The Kilkenny city GP accepts there are going to be social distancing slips. “It’s hard. We forget. You’re at a game, you get excited and you talk to the person beside you. But if we can try and remember the individual responsibility of hand washing, social distancing, and wearing the mask, if we can bring that to the game, that would send a powerful message out.”
Crowley hopes crowd restrictions can be eased so as to allow more spectators especially children watch matches in person. However, what is of more importance to him is more parents being able to take in their childrens’ games.
“I would first love to see more adults being allowed to go to kids’ games so that both parents as opposed to one is allowed to watch their children play. I think that’s a priority as a medic and a parent.
Secondly, obviously you’d love to get to see more kids getting to games. What developed our interests was being brought to games so if there was a possibility that you could increase the numbers, you’d love to get to that stage.”
Crowley admits he feels some trepidation ahead of working with Brian Cody’s Kilkenny senior panel for a 20th season — the Cats face Dublin or Laois in a Leinster semi-final on Halloween weekend.
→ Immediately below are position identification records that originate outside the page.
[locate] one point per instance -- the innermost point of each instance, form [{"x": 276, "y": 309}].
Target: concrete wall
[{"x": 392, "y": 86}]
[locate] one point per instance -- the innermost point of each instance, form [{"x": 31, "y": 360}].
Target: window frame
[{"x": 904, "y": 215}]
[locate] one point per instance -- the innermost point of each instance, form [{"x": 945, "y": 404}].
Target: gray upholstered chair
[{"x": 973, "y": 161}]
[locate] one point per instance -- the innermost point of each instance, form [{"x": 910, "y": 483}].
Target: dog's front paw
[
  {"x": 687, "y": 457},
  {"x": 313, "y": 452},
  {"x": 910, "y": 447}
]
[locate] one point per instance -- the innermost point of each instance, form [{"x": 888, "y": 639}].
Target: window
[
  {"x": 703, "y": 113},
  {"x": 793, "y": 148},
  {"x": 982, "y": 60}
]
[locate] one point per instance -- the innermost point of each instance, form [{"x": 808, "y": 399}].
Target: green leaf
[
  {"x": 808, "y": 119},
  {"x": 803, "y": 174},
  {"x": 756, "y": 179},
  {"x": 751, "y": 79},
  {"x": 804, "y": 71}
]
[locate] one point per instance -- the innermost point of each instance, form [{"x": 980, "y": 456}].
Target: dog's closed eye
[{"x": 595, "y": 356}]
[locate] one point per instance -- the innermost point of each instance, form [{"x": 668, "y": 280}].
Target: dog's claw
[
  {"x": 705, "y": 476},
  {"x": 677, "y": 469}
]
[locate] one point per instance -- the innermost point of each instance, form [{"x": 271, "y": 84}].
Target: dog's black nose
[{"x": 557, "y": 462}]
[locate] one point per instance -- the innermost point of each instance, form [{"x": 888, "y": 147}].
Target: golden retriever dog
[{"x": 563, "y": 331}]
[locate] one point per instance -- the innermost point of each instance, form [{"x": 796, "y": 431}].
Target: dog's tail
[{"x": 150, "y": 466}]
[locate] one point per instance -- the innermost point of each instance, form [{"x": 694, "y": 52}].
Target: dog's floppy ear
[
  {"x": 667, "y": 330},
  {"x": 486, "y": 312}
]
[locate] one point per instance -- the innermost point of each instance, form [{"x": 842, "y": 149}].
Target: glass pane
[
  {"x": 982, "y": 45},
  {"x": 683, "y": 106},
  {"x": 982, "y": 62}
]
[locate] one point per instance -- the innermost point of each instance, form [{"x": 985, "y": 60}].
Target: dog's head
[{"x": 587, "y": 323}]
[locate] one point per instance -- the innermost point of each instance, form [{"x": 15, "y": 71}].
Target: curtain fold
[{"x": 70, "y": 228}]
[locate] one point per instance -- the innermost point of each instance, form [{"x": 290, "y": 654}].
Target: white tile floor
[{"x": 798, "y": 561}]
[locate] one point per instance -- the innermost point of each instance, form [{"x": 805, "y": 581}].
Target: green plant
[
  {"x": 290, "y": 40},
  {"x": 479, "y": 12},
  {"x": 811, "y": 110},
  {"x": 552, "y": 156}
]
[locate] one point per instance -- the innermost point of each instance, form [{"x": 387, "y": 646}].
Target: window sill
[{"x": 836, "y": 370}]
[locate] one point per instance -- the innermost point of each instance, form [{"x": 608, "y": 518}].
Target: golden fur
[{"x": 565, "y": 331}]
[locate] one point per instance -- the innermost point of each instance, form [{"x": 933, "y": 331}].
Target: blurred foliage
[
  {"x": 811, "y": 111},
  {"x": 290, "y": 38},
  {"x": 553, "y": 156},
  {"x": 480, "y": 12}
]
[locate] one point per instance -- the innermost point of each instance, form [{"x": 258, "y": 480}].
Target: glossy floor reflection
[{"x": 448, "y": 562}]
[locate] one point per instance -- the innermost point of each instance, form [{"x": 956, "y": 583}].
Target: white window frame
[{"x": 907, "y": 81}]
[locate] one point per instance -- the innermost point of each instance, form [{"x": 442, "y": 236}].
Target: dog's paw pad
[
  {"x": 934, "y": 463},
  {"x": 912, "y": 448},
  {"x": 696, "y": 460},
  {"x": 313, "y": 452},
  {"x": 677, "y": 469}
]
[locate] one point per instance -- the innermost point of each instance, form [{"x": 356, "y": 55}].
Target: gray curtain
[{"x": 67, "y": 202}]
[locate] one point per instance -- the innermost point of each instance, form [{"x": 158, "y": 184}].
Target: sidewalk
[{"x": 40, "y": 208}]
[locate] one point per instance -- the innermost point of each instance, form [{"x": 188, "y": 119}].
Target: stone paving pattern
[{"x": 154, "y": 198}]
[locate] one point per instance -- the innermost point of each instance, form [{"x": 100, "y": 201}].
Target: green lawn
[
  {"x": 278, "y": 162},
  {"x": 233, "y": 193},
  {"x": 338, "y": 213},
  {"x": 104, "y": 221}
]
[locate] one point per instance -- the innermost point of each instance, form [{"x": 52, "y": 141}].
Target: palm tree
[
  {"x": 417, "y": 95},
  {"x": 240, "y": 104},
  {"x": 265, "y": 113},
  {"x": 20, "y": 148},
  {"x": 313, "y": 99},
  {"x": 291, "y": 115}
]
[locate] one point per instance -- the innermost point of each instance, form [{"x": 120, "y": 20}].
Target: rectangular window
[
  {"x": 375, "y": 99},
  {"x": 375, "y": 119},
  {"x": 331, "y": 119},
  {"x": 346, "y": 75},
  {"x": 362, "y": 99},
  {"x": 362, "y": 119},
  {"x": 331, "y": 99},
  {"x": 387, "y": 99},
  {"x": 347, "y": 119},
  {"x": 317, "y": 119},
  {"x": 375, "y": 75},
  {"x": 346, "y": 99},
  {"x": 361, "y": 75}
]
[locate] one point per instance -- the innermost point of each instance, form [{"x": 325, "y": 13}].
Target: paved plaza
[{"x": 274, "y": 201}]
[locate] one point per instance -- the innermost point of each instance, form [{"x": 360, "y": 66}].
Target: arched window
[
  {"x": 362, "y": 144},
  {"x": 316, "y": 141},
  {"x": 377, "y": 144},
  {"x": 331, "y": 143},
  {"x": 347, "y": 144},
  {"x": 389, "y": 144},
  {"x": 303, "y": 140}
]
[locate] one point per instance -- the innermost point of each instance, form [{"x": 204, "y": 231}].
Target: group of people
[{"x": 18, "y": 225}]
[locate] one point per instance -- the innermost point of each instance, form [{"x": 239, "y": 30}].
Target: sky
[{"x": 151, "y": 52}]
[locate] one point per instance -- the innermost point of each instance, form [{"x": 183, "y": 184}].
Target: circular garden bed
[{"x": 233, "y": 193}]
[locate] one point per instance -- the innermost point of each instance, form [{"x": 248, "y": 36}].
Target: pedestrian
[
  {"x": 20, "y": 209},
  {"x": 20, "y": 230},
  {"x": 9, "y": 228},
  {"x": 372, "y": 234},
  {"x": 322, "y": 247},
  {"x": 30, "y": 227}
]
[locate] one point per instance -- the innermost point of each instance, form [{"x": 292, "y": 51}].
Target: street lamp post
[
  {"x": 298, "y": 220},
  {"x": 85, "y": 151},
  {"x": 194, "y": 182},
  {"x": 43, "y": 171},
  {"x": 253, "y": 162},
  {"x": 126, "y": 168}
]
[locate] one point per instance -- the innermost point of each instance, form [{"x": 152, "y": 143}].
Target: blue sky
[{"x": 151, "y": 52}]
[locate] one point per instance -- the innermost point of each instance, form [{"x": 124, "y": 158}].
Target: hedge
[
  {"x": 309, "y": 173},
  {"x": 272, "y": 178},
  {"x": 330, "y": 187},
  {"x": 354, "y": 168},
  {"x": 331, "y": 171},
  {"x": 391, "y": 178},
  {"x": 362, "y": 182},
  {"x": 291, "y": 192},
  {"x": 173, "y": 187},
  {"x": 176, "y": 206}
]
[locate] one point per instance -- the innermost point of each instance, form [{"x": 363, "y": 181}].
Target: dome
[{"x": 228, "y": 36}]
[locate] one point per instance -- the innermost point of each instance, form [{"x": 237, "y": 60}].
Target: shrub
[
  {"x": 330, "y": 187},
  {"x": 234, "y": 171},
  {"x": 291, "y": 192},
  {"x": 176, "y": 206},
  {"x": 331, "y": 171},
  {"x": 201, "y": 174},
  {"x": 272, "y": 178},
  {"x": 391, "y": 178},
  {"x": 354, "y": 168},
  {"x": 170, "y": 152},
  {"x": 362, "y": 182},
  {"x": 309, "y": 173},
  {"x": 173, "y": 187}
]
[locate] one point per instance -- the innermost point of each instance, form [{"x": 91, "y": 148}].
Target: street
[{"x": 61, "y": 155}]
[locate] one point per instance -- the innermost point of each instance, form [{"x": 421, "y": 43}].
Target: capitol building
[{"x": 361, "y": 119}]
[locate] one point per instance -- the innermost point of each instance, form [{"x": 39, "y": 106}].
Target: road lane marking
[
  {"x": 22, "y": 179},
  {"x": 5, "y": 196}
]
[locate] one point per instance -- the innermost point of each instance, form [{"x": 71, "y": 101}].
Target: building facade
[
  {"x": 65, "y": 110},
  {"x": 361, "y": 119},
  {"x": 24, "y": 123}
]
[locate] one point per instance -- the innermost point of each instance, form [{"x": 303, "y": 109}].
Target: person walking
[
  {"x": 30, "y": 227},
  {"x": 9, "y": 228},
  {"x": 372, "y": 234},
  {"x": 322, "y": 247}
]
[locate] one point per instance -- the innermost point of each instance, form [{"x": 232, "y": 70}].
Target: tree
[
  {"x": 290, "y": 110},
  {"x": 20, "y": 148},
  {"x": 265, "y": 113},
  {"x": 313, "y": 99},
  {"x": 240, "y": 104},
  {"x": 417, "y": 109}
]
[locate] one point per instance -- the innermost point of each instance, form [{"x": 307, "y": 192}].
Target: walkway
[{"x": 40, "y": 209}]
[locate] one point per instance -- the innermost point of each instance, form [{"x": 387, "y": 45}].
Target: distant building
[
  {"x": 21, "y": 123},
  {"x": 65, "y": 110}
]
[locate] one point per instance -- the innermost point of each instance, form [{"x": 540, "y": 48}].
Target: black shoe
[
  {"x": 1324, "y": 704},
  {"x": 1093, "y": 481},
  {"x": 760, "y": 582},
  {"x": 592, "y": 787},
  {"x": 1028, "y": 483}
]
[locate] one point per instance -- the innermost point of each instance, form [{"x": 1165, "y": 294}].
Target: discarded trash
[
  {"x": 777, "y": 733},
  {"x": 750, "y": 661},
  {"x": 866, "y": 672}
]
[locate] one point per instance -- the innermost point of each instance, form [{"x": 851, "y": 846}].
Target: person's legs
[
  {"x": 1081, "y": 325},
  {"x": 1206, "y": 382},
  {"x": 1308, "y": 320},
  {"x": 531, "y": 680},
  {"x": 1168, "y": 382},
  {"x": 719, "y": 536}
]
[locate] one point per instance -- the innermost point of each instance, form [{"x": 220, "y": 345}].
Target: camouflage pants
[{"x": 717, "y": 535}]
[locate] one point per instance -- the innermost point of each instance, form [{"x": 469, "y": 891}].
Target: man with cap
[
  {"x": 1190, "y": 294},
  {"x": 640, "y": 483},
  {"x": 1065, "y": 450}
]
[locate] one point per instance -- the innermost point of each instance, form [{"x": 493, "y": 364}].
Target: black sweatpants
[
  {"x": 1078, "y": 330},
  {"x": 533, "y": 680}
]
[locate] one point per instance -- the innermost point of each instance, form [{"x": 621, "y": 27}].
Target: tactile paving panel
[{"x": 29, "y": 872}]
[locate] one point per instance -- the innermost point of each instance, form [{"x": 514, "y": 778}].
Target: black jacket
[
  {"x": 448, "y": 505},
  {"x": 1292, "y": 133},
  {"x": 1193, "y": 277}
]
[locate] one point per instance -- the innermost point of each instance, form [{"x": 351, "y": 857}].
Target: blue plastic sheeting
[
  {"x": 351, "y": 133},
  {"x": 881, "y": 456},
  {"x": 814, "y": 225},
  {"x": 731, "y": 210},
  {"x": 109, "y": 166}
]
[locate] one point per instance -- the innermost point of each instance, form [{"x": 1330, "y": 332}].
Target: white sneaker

“The biggest challenge is realising you can only control what you can control. In fairness, the Kilkenny County Board have done an amount of work to control the controllables. The biggest concern for me is if there is a positive case of Covid and you’re due to play a match how are we going to manage that.
“When you can control thing it’s great but if a case of Covid happens and it’s at the wrong time of the week, that’s what worries me. In fairness to the GAA nationally, they’ve done an amount of work. Feargal McGill (GAA director of club, player and games administration) has done an amount of work in taking phone-calls and dealing with queries.”